Jonah was told by God to go to the city of Nineveh (near the modern city of Mosul in Iraq) to warn its inhabitants of God's anger at their wickedness, but he disobeyed and went instead to Joppa (modern Yafo, on Israel's Mediterranean coast) where he boarded a ship for Tarshish (probably Tarsus in Cilicia in Asia Minor) (Jonah, ch. 1, vv. 1-3). Once the ship had set sail and was on the open sea God sent a great storm which threatened to sink the ship. When the captain ordered the passengers to cast lots to discover which of them was responsible for the storm, Jonah confessed that he was responsible because of his failure to obey God's command (ibid. ch. 1, vv. 4-10); and he urged the crew to throw him overboard to placate God - which they eventually did. Immediately the storm abated, but Jonah was swallowed by a very large fish or whale. Inside the fish he repented of his disobedience and prayed to God to save him, and after three days the fish vomited him out onto dry land (ibid. ch. 1, v. 11 - ch. 2, v. 10).

God told Jonah a second time to go to Nineveh, and this time he obeyed.

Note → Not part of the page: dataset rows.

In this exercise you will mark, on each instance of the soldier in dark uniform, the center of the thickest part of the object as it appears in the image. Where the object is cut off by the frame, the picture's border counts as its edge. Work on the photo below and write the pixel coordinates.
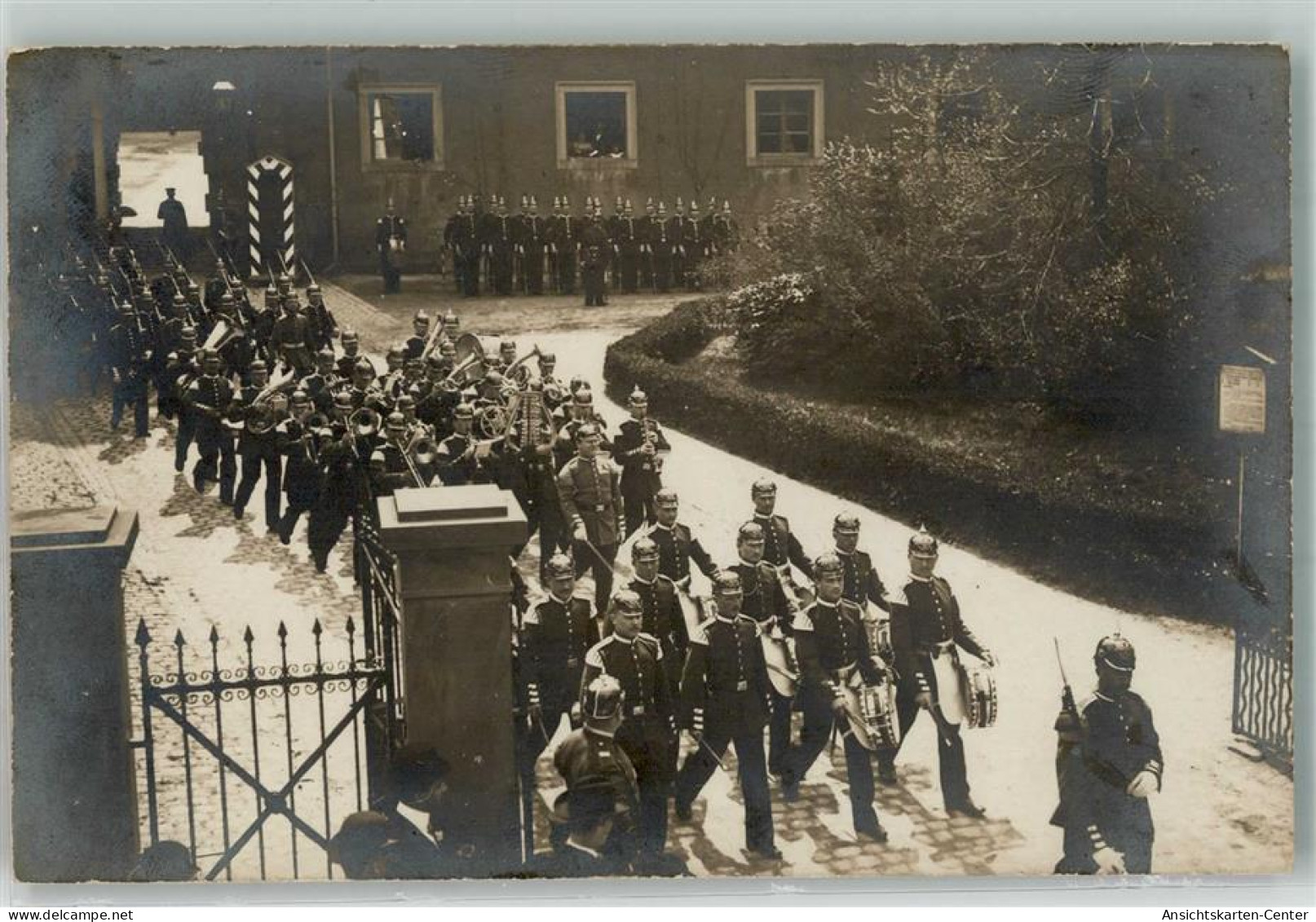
(662, 615)
(833, 646)
(559, 633)
(780, 546)
(258, 448)
(531, 242)
(593, 752)
(130, 354)
(208, 399)
(726, 699)
(636, 662)
(861, 580)
(590, 492)
(678, 547)
(640, 448)
(497, 237)
(765, 602)
(925, 624)
(1108, 765)
(391, 245)
(563, 234)
(595, 255)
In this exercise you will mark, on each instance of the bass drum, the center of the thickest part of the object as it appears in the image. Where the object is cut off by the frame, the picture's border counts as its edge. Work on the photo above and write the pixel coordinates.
(979, 690)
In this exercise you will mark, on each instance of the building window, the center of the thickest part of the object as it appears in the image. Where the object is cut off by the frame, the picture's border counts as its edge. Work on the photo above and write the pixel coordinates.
(402, 126)
(596, 126)
(784, 121)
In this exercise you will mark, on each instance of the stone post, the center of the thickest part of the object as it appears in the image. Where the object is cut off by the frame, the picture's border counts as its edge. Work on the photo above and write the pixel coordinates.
(74, 786)
(454, 589)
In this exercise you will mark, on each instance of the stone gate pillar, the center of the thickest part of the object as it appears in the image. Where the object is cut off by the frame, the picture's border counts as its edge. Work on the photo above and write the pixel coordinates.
(74, 786)
(452, 546)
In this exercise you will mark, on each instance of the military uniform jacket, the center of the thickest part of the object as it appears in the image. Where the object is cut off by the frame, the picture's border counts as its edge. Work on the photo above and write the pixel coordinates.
(925, 621)
(762, 598)
(638, 666)
(831, 642)
(780, 546)
(557, 638)
(726, 679)
(586, 754)
(861, 580)
(638, 471)
(1118, 741)
(590, 492)
(664, 617)
(677, 549)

His warnings were effective: the people of Nineveh from the king down put on sackcloth and fasted, and God, pleased at their response, decided not to punish the city as he had planned (ibid. ch. 3). Jonah, however, was angry that the city was spared, thinking that God, being merciful, would have spared the city anyway. So he had to be taught another lesson (ibid. ch. 4, vv. 1-3). He went to live in a tent just outside the city, and one day God caused a gourd to grow up very high beside the tent so that its large leaves would shelter Jonah from the sun. The next day God sent a worm which attacked the root of the gourd and caused it to wither so that Jonah was once more exposed to the sun's heat (ibid. ch. 4, vv. 4-8). When Jonah was angry at the destruction of the gourd, God pointed out to him how unreasonable it was for him to 'have pity' on the gourd, for which he had 'not laboured and <which> came up in a night and perished in a night', while being angry with God for having pity on Nineveh, 'that great city wherein are more than sixscore thousand persons' (ibid. ch. 4, vv. 9-11).

Like other biblical stories, the story of Jonah has been the subject of many paintings, among them Jonah Leaves the Whale's Belly by Il Tintoretto (Jacopo Robusti) (1518-1594) and Jonah and the Whale by Adam Willaerts (1577-1664).

The story of Jonah and the whale is also told in the Qur'an (ch. 37, vv. 139-148). There are many other references to Jonah - his name in Arabic is يونس, yunus - in the Qur'an, which sometimes refers to him as ذو النون (dhu an-nun, The One of the Whale). Chapter (Sura) 10 of the Qur'an has the title Jonah, although it contains only a brief mention of him (at v. 98).

Nowadays when a person is referred to as a Jonah, it is because he is believed to bring misfortune or bad luck to those around him (just as Jonah brought misfortune to his fellow passengers on the ship to Tarshish).